En tant que directeur commercial, le reporting est une phase essentielle de votre action. Objectif ? Tirer des leçons du passé pour aller de l’avant. Réunir vos équipes commerciales pour faire un point sur les objectifs atteints ou à atteindre devrait donc les aider à voir ce qu’elles peuvent améliorer. Et non à ingurgiter des données et des graphiques jusqu’à l’écœurement. Pour cela, il vous faut déterminer les bons indicateurs (ou KPI pour Key Performance Indicators) à mettre en exergue.

Impliquer les commerciaux avec des indicateurs qui leur parlent

Jérémy Lardon, chargé d’affaires au sein du groupe Vinci tente ainsi de présenter une dizaine d’indicateurs, au maximum, à ses équipes. « Pas trop pour ne pas les noyer, mais suffisamment pour arriver à synthétiser plusieurs niveaux d’intéressement et que chacun se reconnaisse dans le reporting et se dise : j’ai apporté ma pierre à l’édifice. »

Une démarche primordiale  pour impliquer les commerciaux dans les projets de l’entreprise, mais aussi pour ne pas les dégoûter des réunions mensuelles : « Un commercial doit être sur le terrain pour vendre », rappelle Jean-Baptiste Mérel, directeur des services chez Report One. « De fait, il rechigne par nature à toute tâche qui le détourne de ses objectifs commerciaux. Mieux vaut donc éviter de lui donner l’impression qu’il perd son temps. Il n’y a rien de pire que d’exiger des remontées d’informations et que les commerciaux aient la sensation que cela n’est pas exploité. »

Définir des indicateurs « SMART »

Pour autant, vous ne pouvez pas vous permettre de choisir vos KPI en fonction de ce qui fait plaisir à vos collaborateurs. Vous devez sélectionner ceux qui sont les plus pertinents. Jérémy Lardon privilégie ainsi les indicateurs « SMART » : « Spécifiques, Mesurables, Ambitieux, Réalisables et Temporellement définis. Cette astuce m’aide à déterminer les éléments à retenir. Par ailleurs, il est très important que l’indicateur soit partagé par tout le monde et que chacun puisse comprendre son intérêt. »

Enfin, un dernier paramètre, et non des moindres, doit figurer parmi les indicateurs : « La satisfaction des clients par rapports aux objectifs commerciaux fixés.

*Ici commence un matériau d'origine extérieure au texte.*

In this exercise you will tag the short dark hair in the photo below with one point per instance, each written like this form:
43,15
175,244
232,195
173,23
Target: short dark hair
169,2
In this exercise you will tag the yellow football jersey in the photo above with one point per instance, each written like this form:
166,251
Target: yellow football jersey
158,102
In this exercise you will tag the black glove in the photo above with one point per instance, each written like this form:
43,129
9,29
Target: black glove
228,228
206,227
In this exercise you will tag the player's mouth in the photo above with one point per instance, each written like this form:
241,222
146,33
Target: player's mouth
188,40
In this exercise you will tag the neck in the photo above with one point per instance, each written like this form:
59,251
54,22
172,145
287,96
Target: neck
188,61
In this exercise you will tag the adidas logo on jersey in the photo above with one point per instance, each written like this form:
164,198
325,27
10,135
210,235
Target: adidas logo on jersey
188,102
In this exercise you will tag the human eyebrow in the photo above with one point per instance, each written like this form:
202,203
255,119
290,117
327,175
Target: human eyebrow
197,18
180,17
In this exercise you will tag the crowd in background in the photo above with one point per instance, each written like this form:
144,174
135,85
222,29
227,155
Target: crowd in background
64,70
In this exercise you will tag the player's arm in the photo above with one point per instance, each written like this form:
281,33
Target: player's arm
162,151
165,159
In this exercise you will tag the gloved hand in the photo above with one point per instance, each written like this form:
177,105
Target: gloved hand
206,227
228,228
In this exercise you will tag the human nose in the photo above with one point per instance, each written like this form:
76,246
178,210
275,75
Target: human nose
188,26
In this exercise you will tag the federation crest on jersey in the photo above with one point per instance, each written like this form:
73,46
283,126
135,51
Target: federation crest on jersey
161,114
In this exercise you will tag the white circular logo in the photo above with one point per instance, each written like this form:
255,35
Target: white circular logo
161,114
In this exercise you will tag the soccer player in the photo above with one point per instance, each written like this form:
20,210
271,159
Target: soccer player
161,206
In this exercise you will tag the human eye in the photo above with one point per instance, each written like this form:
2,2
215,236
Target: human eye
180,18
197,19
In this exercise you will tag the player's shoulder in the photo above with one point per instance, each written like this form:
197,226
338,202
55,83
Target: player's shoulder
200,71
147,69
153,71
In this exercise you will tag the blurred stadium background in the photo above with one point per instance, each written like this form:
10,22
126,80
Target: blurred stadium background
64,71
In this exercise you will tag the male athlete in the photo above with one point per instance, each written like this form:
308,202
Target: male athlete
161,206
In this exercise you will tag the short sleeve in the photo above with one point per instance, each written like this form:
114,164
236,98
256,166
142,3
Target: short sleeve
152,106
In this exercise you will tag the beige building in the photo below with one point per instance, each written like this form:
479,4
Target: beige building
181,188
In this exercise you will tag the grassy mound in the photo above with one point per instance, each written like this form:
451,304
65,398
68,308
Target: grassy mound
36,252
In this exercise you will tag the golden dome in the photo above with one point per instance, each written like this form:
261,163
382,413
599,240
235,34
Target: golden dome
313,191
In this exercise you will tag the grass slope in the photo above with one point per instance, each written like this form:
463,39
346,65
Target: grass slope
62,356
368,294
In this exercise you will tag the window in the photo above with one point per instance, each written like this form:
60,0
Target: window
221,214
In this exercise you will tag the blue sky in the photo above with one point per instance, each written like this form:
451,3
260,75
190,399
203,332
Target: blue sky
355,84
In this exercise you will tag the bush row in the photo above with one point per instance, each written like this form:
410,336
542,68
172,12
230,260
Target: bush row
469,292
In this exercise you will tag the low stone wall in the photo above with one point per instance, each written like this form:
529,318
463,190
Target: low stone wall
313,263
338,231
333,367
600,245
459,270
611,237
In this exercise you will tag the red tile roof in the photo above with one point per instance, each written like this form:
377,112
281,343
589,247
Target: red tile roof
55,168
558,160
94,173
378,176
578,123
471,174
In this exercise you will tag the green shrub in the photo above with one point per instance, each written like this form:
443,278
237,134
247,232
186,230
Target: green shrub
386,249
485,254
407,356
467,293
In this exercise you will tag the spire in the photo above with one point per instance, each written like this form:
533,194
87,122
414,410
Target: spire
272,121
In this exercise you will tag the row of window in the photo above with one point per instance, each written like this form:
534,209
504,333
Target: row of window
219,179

Par exemple, nous avons un client dont la principale attente est que la prestation qui lui est délivrée soit conforme aux normes, réalisée du premier coup, dans les temps, et en toute sécurité », raconte le cadre de Vinci. « J’ai donc construit mon reporting sur ces paramètres et je suis même allé plus loin : en fonction du niveau d’atteinte des objectifs, j’ai instauré des clauses de bonus/malus. »

Passer des « Key Performance Indicators » aux « Key Progression Indicators »

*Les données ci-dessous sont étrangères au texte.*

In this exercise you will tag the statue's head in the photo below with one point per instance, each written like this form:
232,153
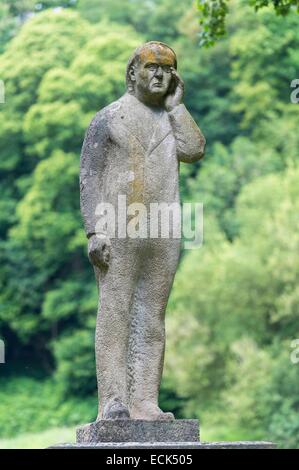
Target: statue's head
149,76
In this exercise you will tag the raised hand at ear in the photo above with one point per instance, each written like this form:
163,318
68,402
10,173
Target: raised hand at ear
176,94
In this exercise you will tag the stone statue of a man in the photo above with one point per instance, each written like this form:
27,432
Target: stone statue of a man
133,148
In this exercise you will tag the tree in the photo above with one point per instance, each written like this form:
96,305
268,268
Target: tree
212,15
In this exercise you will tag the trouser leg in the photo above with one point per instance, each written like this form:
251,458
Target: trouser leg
116,288
147,345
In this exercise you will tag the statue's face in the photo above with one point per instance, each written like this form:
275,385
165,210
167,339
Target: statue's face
152,74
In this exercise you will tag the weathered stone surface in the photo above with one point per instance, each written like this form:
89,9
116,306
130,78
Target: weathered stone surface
132,149
121,431
172,445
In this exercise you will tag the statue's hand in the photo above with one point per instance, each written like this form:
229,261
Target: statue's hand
99,251
176,96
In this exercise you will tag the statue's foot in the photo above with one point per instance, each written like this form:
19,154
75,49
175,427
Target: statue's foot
115,409
150,412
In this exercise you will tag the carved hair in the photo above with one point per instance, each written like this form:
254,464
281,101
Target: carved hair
136,57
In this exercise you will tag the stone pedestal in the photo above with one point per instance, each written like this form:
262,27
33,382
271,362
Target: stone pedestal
140,434
138,430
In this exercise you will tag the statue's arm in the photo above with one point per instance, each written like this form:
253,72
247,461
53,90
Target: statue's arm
190,141
92,165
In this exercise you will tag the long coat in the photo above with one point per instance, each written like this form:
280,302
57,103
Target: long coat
133,150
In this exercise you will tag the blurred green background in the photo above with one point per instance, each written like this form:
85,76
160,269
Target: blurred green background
234,308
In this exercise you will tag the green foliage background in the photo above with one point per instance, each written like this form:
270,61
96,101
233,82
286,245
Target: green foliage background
234,307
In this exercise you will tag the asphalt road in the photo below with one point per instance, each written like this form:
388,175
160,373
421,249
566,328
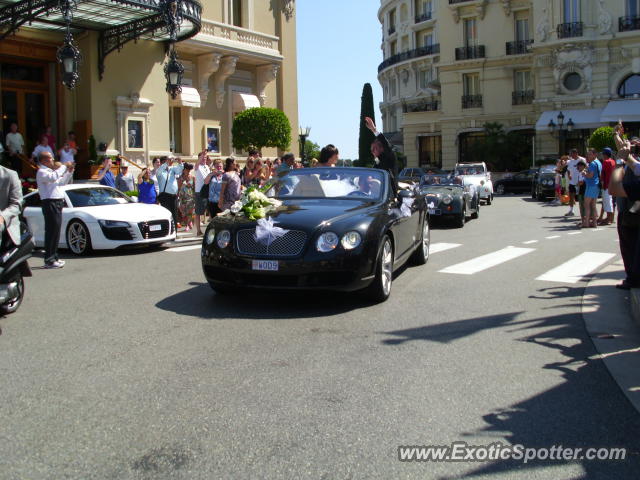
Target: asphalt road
128,366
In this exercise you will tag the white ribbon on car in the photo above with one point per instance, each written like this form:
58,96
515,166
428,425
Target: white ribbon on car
405,208
267,232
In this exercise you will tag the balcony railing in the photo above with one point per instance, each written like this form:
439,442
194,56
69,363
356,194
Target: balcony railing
569,30
425,106
408,55
629,23
423,17
522,97
467,53
519,47
243,38
471,101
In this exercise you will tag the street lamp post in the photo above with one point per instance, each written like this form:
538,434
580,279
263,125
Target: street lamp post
562,130
303,134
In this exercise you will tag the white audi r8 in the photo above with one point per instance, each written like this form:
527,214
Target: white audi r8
101,218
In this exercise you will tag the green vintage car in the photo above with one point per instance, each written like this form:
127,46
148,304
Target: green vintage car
448,198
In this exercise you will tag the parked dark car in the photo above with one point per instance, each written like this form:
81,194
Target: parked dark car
544,182
411,175
447,197
344,229
414,174
517,183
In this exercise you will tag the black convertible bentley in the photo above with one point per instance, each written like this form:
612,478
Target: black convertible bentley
329,229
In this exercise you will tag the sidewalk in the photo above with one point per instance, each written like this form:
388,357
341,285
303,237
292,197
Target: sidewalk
614,327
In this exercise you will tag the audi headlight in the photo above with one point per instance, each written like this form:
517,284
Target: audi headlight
224,237
211,235
113,223
326,242
351,240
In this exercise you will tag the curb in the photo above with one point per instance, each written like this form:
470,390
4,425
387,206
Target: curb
635,305
608,319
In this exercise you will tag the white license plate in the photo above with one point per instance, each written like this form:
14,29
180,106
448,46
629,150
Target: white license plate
268,265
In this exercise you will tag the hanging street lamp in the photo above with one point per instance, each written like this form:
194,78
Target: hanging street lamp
68,55
173,72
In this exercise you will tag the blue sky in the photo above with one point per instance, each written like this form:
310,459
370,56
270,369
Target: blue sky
338,52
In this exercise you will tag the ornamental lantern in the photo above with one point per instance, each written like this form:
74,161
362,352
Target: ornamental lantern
173,71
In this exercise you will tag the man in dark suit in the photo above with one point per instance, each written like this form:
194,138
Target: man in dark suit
381,149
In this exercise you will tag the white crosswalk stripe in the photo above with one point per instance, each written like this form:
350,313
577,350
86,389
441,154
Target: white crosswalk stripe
183,249
577,268
441,247
487,261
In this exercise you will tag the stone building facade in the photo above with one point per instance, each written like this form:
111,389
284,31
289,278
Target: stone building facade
452,66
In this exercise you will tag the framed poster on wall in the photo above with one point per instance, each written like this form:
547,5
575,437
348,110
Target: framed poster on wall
212,138
135,133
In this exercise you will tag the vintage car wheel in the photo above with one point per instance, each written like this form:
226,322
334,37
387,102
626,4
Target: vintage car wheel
12,305
421,255
380,289
462,218
78,238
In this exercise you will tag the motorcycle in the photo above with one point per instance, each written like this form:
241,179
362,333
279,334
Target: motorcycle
13,268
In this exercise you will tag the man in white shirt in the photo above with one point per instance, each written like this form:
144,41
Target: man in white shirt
574,158
49,178
15,145
43,146
167,175
202,174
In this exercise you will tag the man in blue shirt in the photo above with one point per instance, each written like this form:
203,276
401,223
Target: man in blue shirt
167,177
592,182
105,177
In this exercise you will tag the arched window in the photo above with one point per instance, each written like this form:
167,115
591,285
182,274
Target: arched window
630,86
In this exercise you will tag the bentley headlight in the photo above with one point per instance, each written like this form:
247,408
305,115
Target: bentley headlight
326,242
211,235
224,237
351,240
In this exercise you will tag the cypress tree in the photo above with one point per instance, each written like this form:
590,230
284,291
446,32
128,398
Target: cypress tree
366,136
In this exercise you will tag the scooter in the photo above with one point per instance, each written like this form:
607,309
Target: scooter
13,268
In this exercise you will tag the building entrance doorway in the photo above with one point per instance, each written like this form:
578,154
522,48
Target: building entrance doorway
25,99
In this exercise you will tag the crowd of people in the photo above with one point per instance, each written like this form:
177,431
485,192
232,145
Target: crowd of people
189,192
193,192
15,147
614,175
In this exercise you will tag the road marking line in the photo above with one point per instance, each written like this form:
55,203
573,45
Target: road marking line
183,249
441,247
489,260
575,269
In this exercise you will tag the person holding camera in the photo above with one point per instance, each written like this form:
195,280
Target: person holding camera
167,175
202,172
51,175
105,177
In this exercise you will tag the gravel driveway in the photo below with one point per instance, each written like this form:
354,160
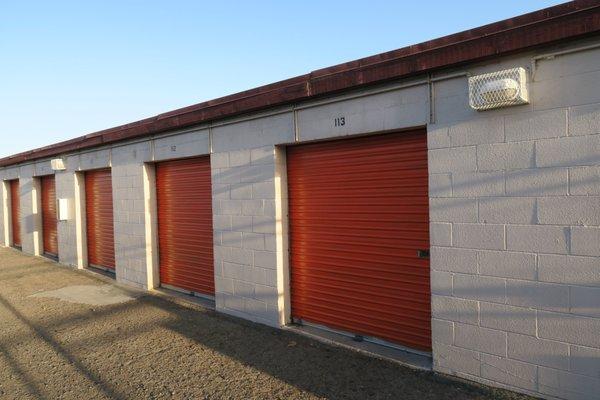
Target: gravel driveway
155,347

La démarche de Jérémy s’inscrit dans une tendance qui consiste à redéfinir les KPI. Comme l’explique le Harvard Business Magazine, ils ne doivent plus seulement être des « Key Performance Indicators », mais des « Key Progression Indicators ». Autrement dit, ne limitez pas votre travail de reporting à un constat, mais inspirez-vous en pour piloter vos actions futures.

« Si je note la dégradation significative d’un indicateur d’un mois à l’autre, je vais essayer de comprendre la cause de ce phénomène et d’agir en fonction », explique Jérémy Lardon. Cette « démarche d’amélioration continue » aide en outre les commerciaux à comprendre que le reporting n’est pas une étape ennuyeuse destinée à leur taper sur les doigts, mais à faire progresser leurs ventes. Les réunions deviennent tout de suite plus intéressantes.